LA GERMANIA SOVIETICA È EVAPORATA – Il crollo del muro, preannunciato dai tentennamenti di un regime che aveva subito senza reagire le prime manifestazioni da decenni, giunse quindi dopo il crollo ufficiale della cortina ufficiale, ma comunque abbastanza improvviso, in fondo il presidente tedesco-orientale Erich Honecker era pur sempre quello che aveva dichiarato che il muro avrebbe diviso Berlino per altri 100 anni, ma senza più la morsa sovietica sul collo il regime non trovò al suo interno le energie per resistere a un cambiamento ormai reclamato dalla storia e da tutti i tedeschi. L’annuncio ufficiale che comunicava la fine delle restrizioni alla libertà di recarsi all’estero e in particolare nel resto della Germania fu dato in maniera dimessa, ma subito interpretato come un via libera irrevocabile. La folla si riversò per le strade della capitale e Berlino tornò immediatamente una città sola. Nessuno sparò e nessuno disse niente mentre i tedeschi dell’Est e dell’Ovest cominciarono ad abbattere il muro, e i berlinesi da allora non hanno più smesso d’andare e venire.

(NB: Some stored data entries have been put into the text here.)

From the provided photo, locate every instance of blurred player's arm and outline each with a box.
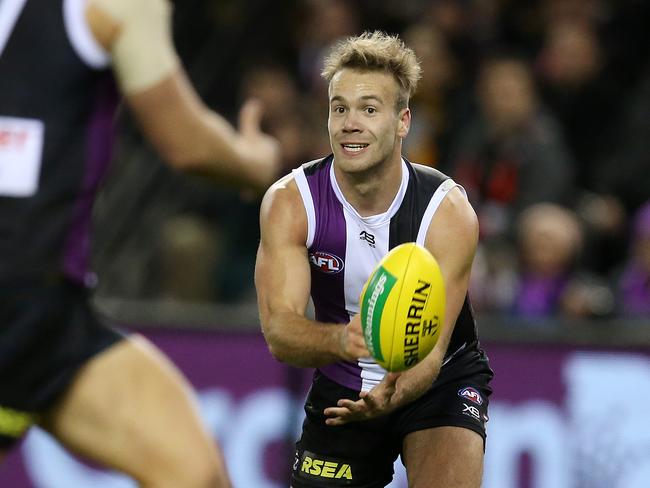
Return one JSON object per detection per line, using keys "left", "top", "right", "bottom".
{"left": 255, "top": 176, "right": 369, "bottom": 367}
{"left": 86, "top": 0, "right": 279, "bottom": 191}
{"left": 393, "top": 187, "right": 479, "bottom": 406}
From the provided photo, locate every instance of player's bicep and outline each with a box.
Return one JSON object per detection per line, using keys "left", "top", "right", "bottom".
{"left": 255, "top": 179, "right": 311, "bottom": 326}
{"left": 424, "top": 188, "right": 478, "bottom": 344}
{"left": 255, "top": 237, "right": 311, "bottom": 323}
{"left": 426, "top": 189, "right": 478, "bottom": 285}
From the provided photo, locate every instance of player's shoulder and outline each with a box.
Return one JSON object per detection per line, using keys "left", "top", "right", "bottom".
{"left": 259, "top": 171, "right": 309, "bottom": 243}
{"left": 299, "top": 154, "right": 333, "bottom": 177}
{"left": 262, "top": 172, "right": 300, "bottom": 215}
{"left": 407, "top": 160, "right": 451, "bottom": 184}
{"left": 262, "top": 155, "right": 331, "bottom": 213}
{"left": 433, "top": 184, "right": 479, "bottom": 242}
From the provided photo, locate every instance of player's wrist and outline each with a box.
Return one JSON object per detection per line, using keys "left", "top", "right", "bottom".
{"left": 333, "top": 324, "right": 351, "bottom": 361}
{"left": 233, "top": 138, "right": 276, "bottom": 190}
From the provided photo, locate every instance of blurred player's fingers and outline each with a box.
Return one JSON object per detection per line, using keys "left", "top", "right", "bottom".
{"left": 325, "top": 416, "right": 347, "bottom": 426}
{"left": 238, "top": 98, "right": 263, "bottom": 136}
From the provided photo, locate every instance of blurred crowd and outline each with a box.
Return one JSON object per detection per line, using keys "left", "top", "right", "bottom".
{"left": 93, "top": 0, "right": 650, "bottom": 322}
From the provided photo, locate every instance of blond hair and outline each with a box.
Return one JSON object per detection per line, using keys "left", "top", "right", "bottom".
{"left": 321, "top": 31, "right": 422, "bottom": 110}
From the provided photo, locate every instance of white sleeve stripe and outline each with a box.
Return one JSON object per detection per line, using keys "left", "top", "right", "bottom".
{"left": 292, "top": 167, "right": 316, "bottom": 249}
{"left": 416, "top": 179, "right": 466, "bottom": 245}
{"left": 63, "top": 0, "right": 110, "bottom": 69}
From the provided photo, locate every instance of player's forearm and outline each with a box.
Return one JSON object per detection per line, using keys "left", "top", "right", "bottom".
{"left": 390, "top": 349, "right": 443, "bottom": 409}
{"left": 127, "top": 72, "right": 276, "bottom": 191}
{"left": 262, "top": 311, "right": 346, "bottom": 368}
{"left": 167, "top": 109, "right": 273, "bottom": 190}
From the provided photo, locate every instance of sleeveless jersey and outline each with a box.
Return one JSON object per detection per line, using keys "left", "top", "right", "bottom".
{"left": 293, "top": 155, "right": 479, "bottom": 392}
{"left": 0, "top": 0, "right": 117, "bottom": 284}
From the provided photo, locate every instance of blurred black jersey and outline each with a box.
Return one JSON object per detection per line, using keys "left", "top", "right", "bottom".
{"left": 0, "top": 0, "right": 118, "bottom": 284}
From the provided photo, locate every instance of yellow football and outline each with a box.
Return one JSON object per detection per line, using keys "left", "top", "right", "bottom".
{"left": 359, "top": 242, "right": 445, "bottom": 372}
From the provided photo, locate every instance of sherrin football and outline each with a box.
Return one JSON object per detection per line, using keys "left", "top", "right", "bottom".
{"left": 359, "top": 243, "right": 445, "bottom": 372}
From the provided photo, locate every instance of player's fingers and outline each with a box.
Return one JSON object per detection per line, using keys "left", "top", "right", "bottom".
{"left": 238, "top": 98, "right": 263, "bottom": 136}
{"left": 325, "top": 417, "right": 347, "bottom": 426}
{"left": 338, "top": 399, "right": 364, "bottom": 411}
{"left": 323, "top": 406, "right": 345, "bottom": 416}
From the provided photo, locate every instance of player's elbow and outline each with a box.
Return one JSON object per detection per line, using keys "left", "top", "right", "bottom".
{"left": 260, "top": 317, "right": 291, "bottom": 363}
{"left": 263, "top": 333, "right": 293, "bottom": 364}
{"left": 265, "top": 341, "right": 291, "bottom": 363}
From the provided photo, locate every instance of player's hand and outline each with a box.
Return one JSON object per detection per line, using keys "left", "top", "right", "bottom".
{"left": 237, "top": 98, "right": 281, "bottom": 189}
{"left": 323, "top": 352, "right": 441, "bottom": 426}
{"left": 337, "top": 314, "right": 370, "bottom": 362}
{"left": 323, "top": 373, "right": 401, "bottom": 426}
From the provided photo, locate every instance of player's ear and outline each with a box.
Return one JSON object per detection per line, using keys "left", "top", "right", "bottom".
{"left": 397, "top": 107, "right": 410, "bottom": 138}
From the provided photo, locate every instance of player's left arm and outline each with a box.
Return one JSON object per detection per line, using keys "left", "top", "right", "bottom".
{"left": 324, "top": 187, "right": 478, "bottom": 425}
{"left": 390, "top": 186, "right": 479, "bottom": 405}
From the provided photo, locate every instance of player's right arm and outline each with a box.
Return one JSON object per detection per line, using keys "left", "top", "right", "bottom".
{"left": 255, "top": 176, "right": 369, "bottom": 367}
{"left": 85, "top": 0, "right": 279, "bottom": 192}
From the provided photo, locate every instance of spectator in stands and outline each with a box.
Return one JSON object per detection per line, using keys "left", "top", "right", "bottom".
{"left": 446, "top": 56, "right": 574, "bottom": 242}
{"left": 514, "top": 203, "right": 614, "bottom": 319}
{"left": 535, "top": 19, "right": 619, "bottom": 193}
{"left": 402, "top": 23, "right": 468, "bottom": 167}
{"left": 616, "top": 202, "right": 650, "bottom": 317}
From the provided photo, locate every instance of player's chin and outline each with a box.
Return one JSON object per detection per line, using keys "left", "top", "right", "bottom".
{"left": 333, "top": 153, "right": 375, "bottom": 174}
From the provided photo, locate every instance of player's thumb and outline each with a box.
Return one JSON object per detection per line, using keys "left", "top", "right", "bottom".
{"left": 238, "top": 98, "right": 263, "bottom": 136}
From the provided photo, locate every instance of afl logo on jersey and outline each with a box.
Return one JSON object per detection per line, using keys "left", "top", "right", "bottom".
{"left": 458, "top": 387, "right": 483, "bottom": 405}
{"left": 309, "top": 251, "right": 344, "bottom": 274}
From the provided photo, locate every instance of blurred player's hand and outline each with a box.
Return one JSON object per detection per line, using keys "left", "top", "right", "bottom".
{"left": 236, "top": 99, "right": 281, "bottom": 190}
{"left": 338, "top": 314, "right": 370, "bottom": 362}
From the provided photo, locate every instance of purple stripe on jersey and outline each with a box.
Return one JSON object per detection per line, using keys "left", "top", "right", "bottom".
{"left": 305, "top": 159, "right": 363, "bottom": 390}
{"left": 62, "top": 79, "right": 118, "bottom": 285}
{"left": 306, "top": 159, "right": 348, "bottom": 324}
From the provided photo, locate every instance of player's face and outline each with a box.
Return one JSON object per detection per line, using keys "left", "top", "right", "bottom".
{"left": 328, "top": 69, "right": 410, "bottom": 175}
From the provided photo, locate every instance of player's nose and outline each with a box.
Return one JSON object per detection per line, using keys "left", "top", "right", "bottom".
{"left": 342, "top": 111, "right": 362, "bottom": 132}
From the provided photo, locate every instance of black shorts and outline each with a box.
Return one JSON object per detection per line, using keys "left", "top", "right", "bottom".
{"left": 291, "top": 345, "right": 493, "bottom": 488}
{"left": 0, "top": 279, "right": 124, "bottom": 448}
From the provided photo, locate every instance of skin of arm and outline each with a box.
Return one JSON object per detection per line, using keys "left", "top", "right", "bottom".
{"left": 324, "top": 187, "right": 479, "bottom": 425}
{"left": 255, "top": 176, "right": 369, "bottom": 367}
{"left": 85, "top": 1, "right": 279, "bottom": 192}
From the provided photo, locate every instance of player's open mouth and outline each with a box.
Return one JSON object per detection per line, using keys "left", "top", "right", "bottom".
{"left": 341, "top": 143, "right": 369, "bottom": 154}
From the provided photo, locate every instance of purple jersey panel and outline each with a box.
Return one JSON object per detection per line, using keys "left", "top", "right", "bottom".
{"left": 62, "top": 80, "right": 118, "bottom": 285}
{"left": 304, "top": 159, "right": 362, "bottom": 390}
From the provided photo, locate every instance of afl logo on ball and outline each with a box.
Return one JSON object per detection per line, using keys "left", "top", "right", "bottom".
{"left": 458, "top": 387, "right": 483, "bottom": 405}
{"left": 309, "top": 251, "right": 344, "bottom": 274}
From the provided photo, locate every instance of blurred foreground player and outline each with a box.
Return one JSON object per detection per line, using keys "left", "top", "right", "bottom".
{"left": 256, "top": 32, "right": 492, "bottom": 487}
{"left": 0, "top": 0, "right": 280, "bottom": 486}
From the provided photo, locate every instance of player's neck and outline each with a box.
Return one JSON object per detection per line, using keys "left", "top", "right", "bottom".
{"left": 334, "top": 155, "right": 403, "bottom": 217}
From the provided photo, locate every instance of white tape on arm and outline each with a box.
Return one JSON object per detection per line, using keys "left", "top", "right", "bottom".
{"left": 90, "top": 0, "right": 179, "bottom": 94}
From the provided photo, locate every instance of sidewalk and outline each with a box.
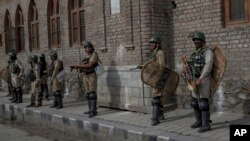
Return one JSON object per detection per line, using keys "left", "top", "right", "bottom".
{"left": 0, "top": 91, "right": 249, "bottom": 141}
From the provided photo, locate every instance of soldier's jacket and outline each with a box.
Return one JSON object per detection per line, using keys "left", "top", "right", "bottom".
{"left": 51, "top": 59, "right": 64, "bottom": 91}
{"left": 82, "top": 52, "right": 99, "bottom": 74}
{"left": 31, "top": 63, "right": 42, "bottom": 93}
{"left": 145, "top": 48, "right": 166, "bottom": 97}
{"left": 10, "top": 59, "right": 24, "bottom": 88}
{"left": 190, "top": 46, "right": 214, "bottom": 99}
{"left": 83, "top": 52, "right": 99, "bottom": 93}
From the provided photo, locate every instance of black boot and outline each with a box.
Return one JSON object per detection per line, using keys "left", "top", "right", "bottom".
{"left": 16, "top": 87, "right": 23, "bottom": 103}
{"left": 151, "top": 97, "right": 160, "bottom": 126}
{"left": 159, "top": 105, "right": 165, "bottom": 120}
{"left": 190, "top": 108, "right": 202, "bottom": 128}
{"left": 56, "top": 95, "right": 63, "bottom": 109}
{"left": 198, "top": 111, "right": 211, "bottom": 133}
{"left": 89, "top": 92, "right": 97, "bottom": 118}
{"left": 84, "top": 93, "right": 91, "bottom": 114}
{"left": 11, "top": 88, "right": 17, "bottom": 103}
{"left": 50, "top": 95, "right": 58, "bottom": 108}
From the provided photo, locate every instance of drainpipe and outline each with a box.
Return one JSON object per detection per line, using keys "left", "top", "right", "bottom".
{"left": 139, "top": 0, "right": 145, "bottom": 106}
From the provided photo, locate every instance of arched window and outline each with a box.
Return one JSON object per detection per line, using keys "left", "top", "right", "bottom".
{"left": 16, "top": 5, "right": 25, "bottom": 52}
{"left": 48, "top": 0, "right": 60, "bottom": 48}
{"left": 69, "top": 0, "right": 85, "bottom": 46}
{"left": 4, "top": 10, "right": 13, "bottom": 53}
{"left": 28, "top": 0, "right": 39, "bottom": 51}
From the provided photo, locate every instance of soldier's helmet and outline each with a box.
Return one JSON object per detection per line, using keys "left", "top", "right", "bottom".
{"left": 40, "top": 53, "right": 45, "bottom": 58}
{"left": 30, "top": 55, "right": 38, "bottom": 63}
{"left": 49, "top": 50, "right": 58, "bottom": 60}
{"left": 149, "top": 35, "right": 161, "bottom": 44}
{"left": 8, "top": 51, "right": 17, "bottom": 62}
{"left": 190, "top": 31, "right": 206, "bottom": 43}
{"left": 83, "top": 41, "right": 95, "bottom": 52}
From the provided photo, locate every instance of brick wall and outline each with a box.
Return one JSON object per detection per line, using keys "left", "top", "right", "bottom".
{"left": 1, "top": 0, "right": 249, "bottom": 113}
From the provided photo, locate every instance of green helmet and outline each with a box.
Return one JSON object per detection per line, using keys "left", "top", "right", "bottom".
{"left": 40, "top": 53, "right": 45, "bottom": 58}
{"left": 8, "top": 51, "right": 17, "bottom": 62}
{"left": 190, "top": 31, "right": 206, "bottom": 42}
{"left": 149, "top": 35, "right": 161, "bottom": 44}
{"left": 30, "top": 55, "right": 38, "bottom": 63}
{"left": 83, "top": 41, "right": 93, "bottom": 48}
{"left": 49, "top": 50, "right": 57, "bottom": 60}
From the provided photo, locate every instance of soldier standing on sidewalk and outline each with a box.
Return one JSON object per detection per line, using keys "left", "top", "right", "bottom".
{"left": 39, "top": 53, "right": 49, "bottom": 101}
{"left": 70, "top": 41, "right": 99, "bottom": 118}
{"left": 26, "top": 55, "right": 43, "bottom": 107}
{"left": 138, "top": 35, "right": 166, "bottom": 126}
{"left": 49, "top": 50, "right": 64, "bottom": 109}
{"left": 182, "top": 31, "right": 214, "bottom": 133}
{"left": 9, "top": 51, "right": 24, "bottom": 104}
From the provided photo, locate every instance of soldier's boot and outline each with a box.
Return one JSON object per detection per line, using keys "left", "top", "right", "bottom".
{"left": 151, "top": 97, "right": 160, "bottom": 126}
{"left": 56, "top": 95, "right": 63, "bottom": 109}
{"left": 84, "top": 93, "right": 91, "bottom": 114}
{"left": 198, "top": 111, "right": 211, "bottom": 133}
{"left": 159, "top": 105, "right": 165, "bottom": 120}
{"left": 16, "top": 87, "right": 23, "bottom": 103}
{"left": 11, "top": 88, "right": 17, "bottom": 103}
{"left": 89, "top": 92, "right": 97, "bottom": 118}
{"left": 35, "top": 92, "right": 43, "bottom": 107}
{"left": 26, "top": 102, "right": 35, "bottom": 107}
{"left": 190, "top": 108, "right": 202, "bottom": 128}
{"left": 198, "top": 98, "right": 211, "bottom": 133}
{"left": 50, "top": 94, "right": 58, "bottom": 108}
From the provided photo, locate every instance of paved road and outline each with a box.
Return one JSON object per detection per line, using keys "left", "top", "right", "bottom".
{"left": 0, "top": 123, "right": 51, "bottom": 141}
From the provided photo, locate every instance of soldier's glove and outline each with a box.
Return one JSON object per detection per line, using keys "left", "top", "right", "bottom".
{"left": 136, "top": 65, "right": 143, "bottom": 69}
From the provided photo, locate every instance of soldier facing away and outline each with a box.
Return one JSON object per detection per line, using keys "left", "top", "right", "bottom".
{"left": 70, "top": 41, "right": 100, "bottom": 118}
{"left": 181, "top": 31, "right": 214, "bottom": 133}
{"left": 138, "top": 35, "right": 166, "bottom": 126}
{"left": 8, "top": 51, "right": 24, "bottom": 103}
{"left": 49, "top": 50, "right": 64, "bottom": 109}
{"left": 39, "top": 53, "right": 49, "bottom": 101}
{"left": 26, "top": 55, "right": 43, "bottom": 107}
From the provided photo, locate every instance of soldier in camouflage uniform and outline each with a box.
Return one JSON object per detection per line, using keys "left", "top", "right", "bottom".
{"left": 139, "top": 35, "right": 166, "bottom": 126}
{"left": 49, "top": 50, "right": 64, "bottom": 109}
{"left": 8, "top": 51, "right": 24, "bottom": 103}
{"left": 182, "top": 31, "right": 214, "bottom": 133}
{"left": 26, "top": 55, "right": 43, "bottom": 107}
{"left": 70, "top": 41, "right": 99, "bottom": 118}
{"left": 39, "top": 53, "right": 49, "bottom": 100}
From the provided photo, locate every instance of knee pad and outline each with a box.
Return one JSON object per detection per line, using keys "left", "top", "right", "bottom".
{"left": 85, "top": 93, "right": 90, "bottom": 100}
{"left": 190, "top": 97, "right": 199, "bottom": 109}
{"left": 152, "top": 97, "right": 161, "bottom": 106}
{"left": 199, "top": 98, "right": 209, "bottom": 111}
{"left": 55, "top": 91, "right": 61, "bottom": 97}
{"left": 16, "top": 87, "right": 22, "bottom": 93}
{"left": 89, "top": 92, "right": 97, "bottom": 100}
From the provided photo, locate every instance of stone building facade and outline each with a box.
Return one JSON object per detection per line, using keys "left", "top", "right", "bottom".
{"left": 0, "top": 0, "right": 250, "bottom": 114}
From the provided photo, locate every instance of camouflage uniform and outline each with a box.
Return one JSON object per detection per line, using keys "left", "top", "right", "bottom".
{"left": 141, "top": 35, "right": 166, "bottom": 126}
{"left": 49, "top": 50, "right": 64, "bottom": 109}
{"left": 71, "top": 41, "right": 99, "bottom": 118}
{"left": 9, "top": 52, "right": 24, "bottom": 103}
{"left": 187, "top": 31, "right": 214, "bottom": 133}
{"left": 27, "top": 55, "right": 43, "bottom": 107}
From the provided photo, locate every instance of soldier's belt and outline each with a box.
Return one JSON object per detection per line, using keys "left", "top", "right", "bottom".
{"left": 83, "top": 70, "right": 95, "bottom": 75}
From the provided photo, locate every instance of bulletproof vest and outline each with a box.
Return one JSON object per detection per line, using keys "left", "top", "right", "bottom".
{"left": 27, "top": 69, "right": 36, "bottom": 82}
{"left": 190, "top": 47, "right": 206, "bottom": 77}
{"left": 79, "top": 56, "right": 97, "bottom": 73}
{"left": 48, "top": 62, "right": 55, "bottom": 77}
{"left": 9, "top": 62, "right": 21, "bottom": 74}
{"left": 39, "top": 61, "right": 47, "bottom": 77}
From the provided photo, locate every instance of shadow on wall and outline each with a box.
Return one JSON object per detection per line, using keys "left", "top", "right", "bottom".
{"left": 106, "top": 61, "right": 121, "bottom": 108}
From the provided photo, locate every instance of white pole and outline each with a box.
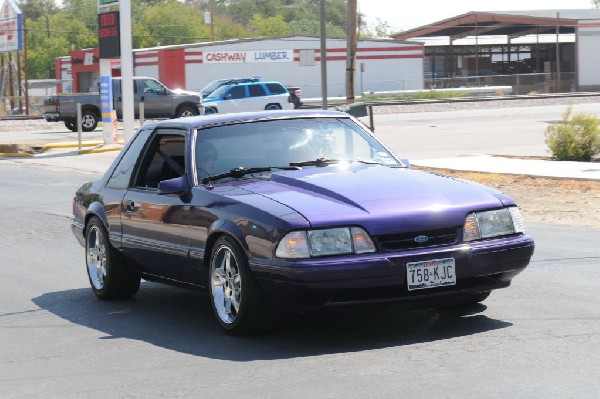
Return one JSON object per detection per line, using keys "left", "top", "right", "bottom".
{"left": 120, "top": 0, "right": 134, "bottom": 141}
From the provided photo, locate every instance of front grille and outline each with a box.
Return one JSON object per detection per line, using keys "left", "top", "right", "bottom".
{"left": 375, "top": 227, "right": 460, "bottom": 251}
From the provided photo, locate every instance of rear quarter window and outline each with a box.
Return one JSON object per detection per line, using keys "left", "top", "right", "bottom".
{"left": 265, "top": 83, "right": 287, "bottom": 95}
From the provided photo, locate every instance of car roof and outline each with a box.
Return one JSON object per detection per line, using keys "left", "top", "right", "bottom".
{"left": 230, "top": 81, "right": 284, "bottom": 87}
{"left": 146, "top": 110, "right": 351, "bottom": 131}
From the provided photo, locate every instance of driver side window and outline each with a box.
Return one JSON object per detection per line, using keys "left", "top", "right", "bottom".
{"left": 134, "top": 132, "right": 186, "bottom": 189}
{"left": 142, "top": 79, "right": 165, "bottom": 94}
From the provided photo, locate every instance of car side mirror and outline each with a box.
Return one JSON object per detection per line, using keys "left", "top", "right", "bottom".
{"left": 158, "top": 175, "right": 189, "bottom": 195}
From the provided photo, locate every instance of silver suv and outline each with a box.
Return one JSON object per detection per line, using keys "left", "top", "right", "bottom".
{"left": 202, "top": 81, "right": 294, "bottom": 114}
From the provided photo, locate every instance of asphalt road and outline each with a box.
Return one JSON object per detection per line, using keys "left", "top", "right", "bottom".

DI CORSA VERSO LA RIUNIFICAZIONE – Il crollo del Muro ha segnato anche la fine della divisione della Germania, il 18 marzo 1990 si sono tenute le prime e uniche libere elezioni della storia della Repubblica Democratica Tedesca, si votò un governo che aveva il principale mandato nel negoziare la fine stessa dello Stato che rappresentava e i termini della riunificazione con l’Ovest. A dimostrazione dell’assoluta e unanime determinazione dei tedeschi nel perseguire la riunificazione, il 3 ottobre 1990, a meno di un anno dal crollo del muro, la Germania annuncerà ufficialmente l’avvenuta riunificazione e l’ingresso dei 5 Länder orientali nella repubblica federale. C’era ancora l’Unione Sovietica e l’occasione per riunire il paese, diviso dal 1945 dall’accordo a Yalta tra le potenze vincitrici, era da concretizzare e rendere irreversibile quanto prima approfittando del momento favorevole, liberandosi dei tutori che per mezzo secolo hanno creato e tenuto al guinzaglio le due Germanie e ponendo così fine al castigo sofferto per aver messo a ferro e fuoco il continente sotto le insegne del nazismo. Oggi Berlino ha consegnato Bonn all’oblio ed è tornata capitale tedesca ed europea, a segnare il tracciato del muro ci sono 6.800 lampioni piantati per celebrare il quarto di secolo da quella storica giornata. A condurre le celebrazioni c’è Angela Merkel, cancelliera della Repubblica Federale Tedesca e di tutti i tedeschi, che da allora non hanno mai dato segno di rimpiangere la decisione.